One final factor, often invisible in national accounts, weighs heavily on regional productivity: gender inequality. In many African countries, women make up around 60 percent of the agricultural workforce and account for up to 80 percent of food production. Yet, at equal farm size, the FAO measures a land productivity gap of 24 percent to women's disadvantage, for want of equal access to land, inputs, credit and advisory services. This gap carries a macroeconomic cost: it is estimated at 95 billion dollars a year for Sub-Saharan Africa. Globally, closing gender gaps in agriculture could raise GDP by around 1 trillion dollars and reduce food insecurity for 45 million people. Reducing the agricultural productivity deficit and reducing gender inequality are, to a large extent, the same undertaking. Yet these inequalities remain largely invisible in aggregate statistics: a national productivity rate says nothing of the double constraint of time and resources that bears on women farmers. Here too, only data disaggregated by sex can turn a moral observation into a targeted, budgeted policy.

Key takeaways

  • In West Africa, the share of agricultural employment exceeds the share of agricultural GDP everywhere: 73.5 percent of employment for 34.5 percent of GDP in Niger, 41.1 percent for 24.2 percent in Benin. The gap directly measures the productivity deficit.
  • This divergence reflects a lack of productivity, not a surplus of workers: non-agricultural labour in Africa is about six times more productive than agricultural labour, according to the World Bank.
  • Three mechanisms explain it: under-fertilisation (18 kg of fertiliser/ha against 135 worldwide), post-harvest losses (more than 4 billion dollars/year, up to 37 percent of food lost) and the absence of local processing.
  • The cost of inaction can be counted: post-harvest losses alone would be enough to feed 48 million people, and no African country was on track to meet the 10 percent agricultural budget pledge (Maputo/Malabo) by 2025.
  • National averages conceal what matters most: disaggregated, value-chain-level and geolocated measurement is the precondition for targeting public investment where it truly transforms incomes.
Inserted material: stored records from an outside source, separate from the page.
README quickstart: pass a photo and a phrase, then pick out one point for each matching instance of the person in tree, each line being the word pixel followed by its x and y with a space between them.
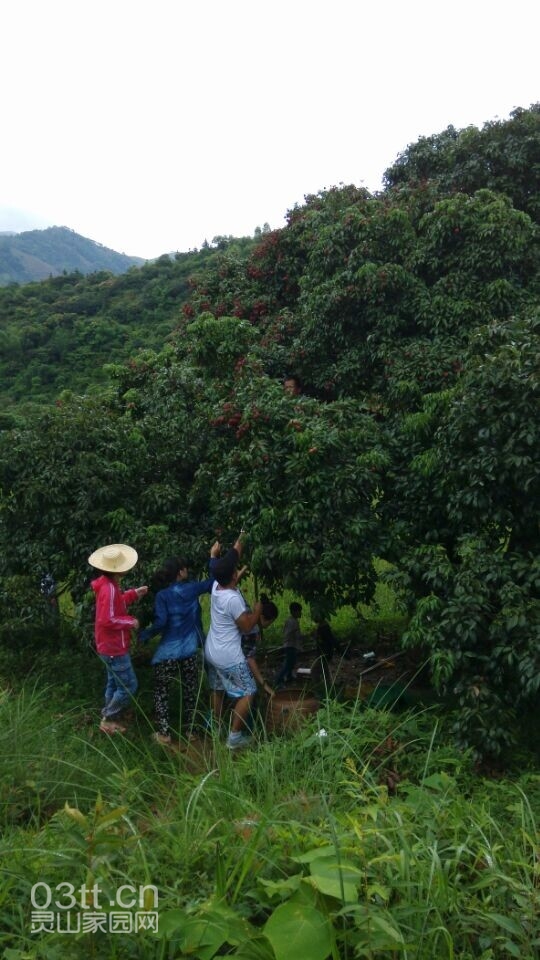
pixel 177 617
pixel 292 644
pixel 228 670
pixel 113 627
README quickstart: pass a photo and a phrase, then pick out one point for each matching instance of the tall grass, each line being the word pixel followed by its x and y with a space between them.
pixel 430 862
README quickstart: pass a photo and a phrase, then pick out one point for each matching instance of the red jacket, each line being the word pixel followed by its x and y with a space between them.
pixel 113 623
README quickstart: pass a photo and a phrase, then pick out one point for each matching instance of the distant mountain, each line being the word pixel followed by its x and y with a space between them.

Recommendations to West African decision-makers

  1. Honour the commitment of 10 percent of public budgets to agriculture (Maputo/Malabo) and tie that spending to productivity indicators tracked over time, not merely to production volumes.
  2. Close the input gap by aiming for the Abuja target of 50 kg of fertiliser per hectare through targeted schemes (input vouchers, improved seeds, dry-season irrigation), as a priority in the Sahel countries where the employment-GDP gap exceeds 30 points.
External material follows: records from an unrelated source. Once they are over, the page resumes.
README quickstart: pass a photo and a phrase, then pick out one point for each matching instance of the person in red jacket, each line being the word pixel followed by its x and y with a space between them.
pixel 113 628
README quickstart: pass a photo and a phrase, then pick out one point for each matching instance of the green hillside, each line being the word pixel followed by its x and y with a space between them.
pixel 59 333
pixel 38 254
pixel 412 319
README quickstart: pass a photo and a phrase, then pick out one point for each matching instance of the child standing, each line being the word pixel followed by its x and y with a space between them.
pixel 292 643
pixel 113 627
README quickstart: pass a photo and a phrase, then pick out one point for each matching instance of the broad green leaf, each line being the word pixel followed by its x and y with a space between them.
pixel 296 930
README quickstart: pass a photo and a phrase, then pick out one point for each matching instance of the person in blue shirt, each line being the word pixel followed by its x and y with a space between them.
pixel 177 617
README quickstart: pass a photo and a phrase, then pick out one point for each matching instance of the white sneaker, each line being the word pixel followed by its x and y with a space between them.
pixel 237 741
  3. Tackle post-harvest losses (storage, drying, logistics, packaging): this is the lever with the best cost-benefit ratio, since it saves value already produced, more than 4 billion dollars a year region-wide.
  4. Develop agro-industry and local processing to capture downstream value added, instead of exporting raw commodities, and create off-season rural employment.
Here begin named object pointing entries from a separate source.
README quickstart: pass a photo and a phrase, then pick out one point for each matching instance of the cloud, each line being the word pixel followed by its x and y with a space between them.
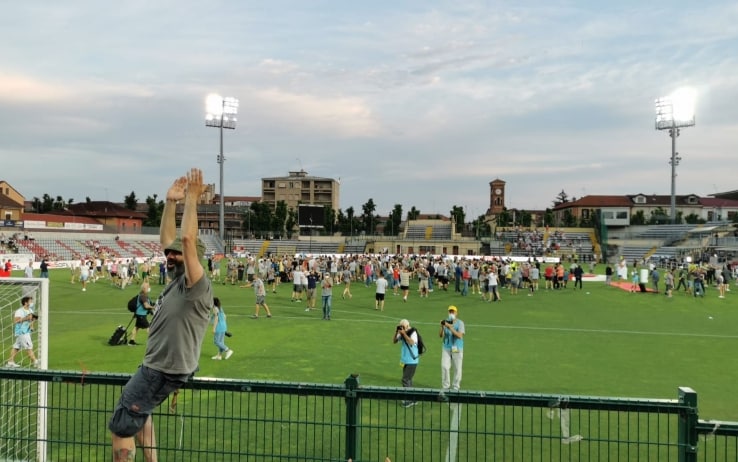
pixel 331 116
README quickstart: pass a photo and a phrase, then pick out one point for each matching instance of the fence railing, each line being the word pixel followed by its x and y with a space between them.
pixel 241 420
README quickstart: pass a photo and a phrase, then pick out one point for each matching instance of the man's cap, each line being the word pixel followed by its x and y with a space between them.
pixel 176 246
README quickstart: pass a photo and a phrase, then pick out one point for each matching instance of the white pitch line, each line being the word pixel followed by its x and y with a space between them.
pixel 385 318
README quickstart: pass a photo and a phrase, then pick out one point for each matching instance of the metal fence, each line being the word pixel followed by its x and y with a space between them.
pixel 240 420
  5. Explicitly target the gender gap: equal access for women to land, credit and agricultural advisory services; closing the 24 percent productivity gap is one of the most profitable reserves (95 billion dollars/year lost in Sub-Saharan Africa).
  6. Steer with disaggregated data: set up tracking of employment/GDP ratios and productivity by value chain, by district and by farm profile, to concentrate investment where the marginal return is highest.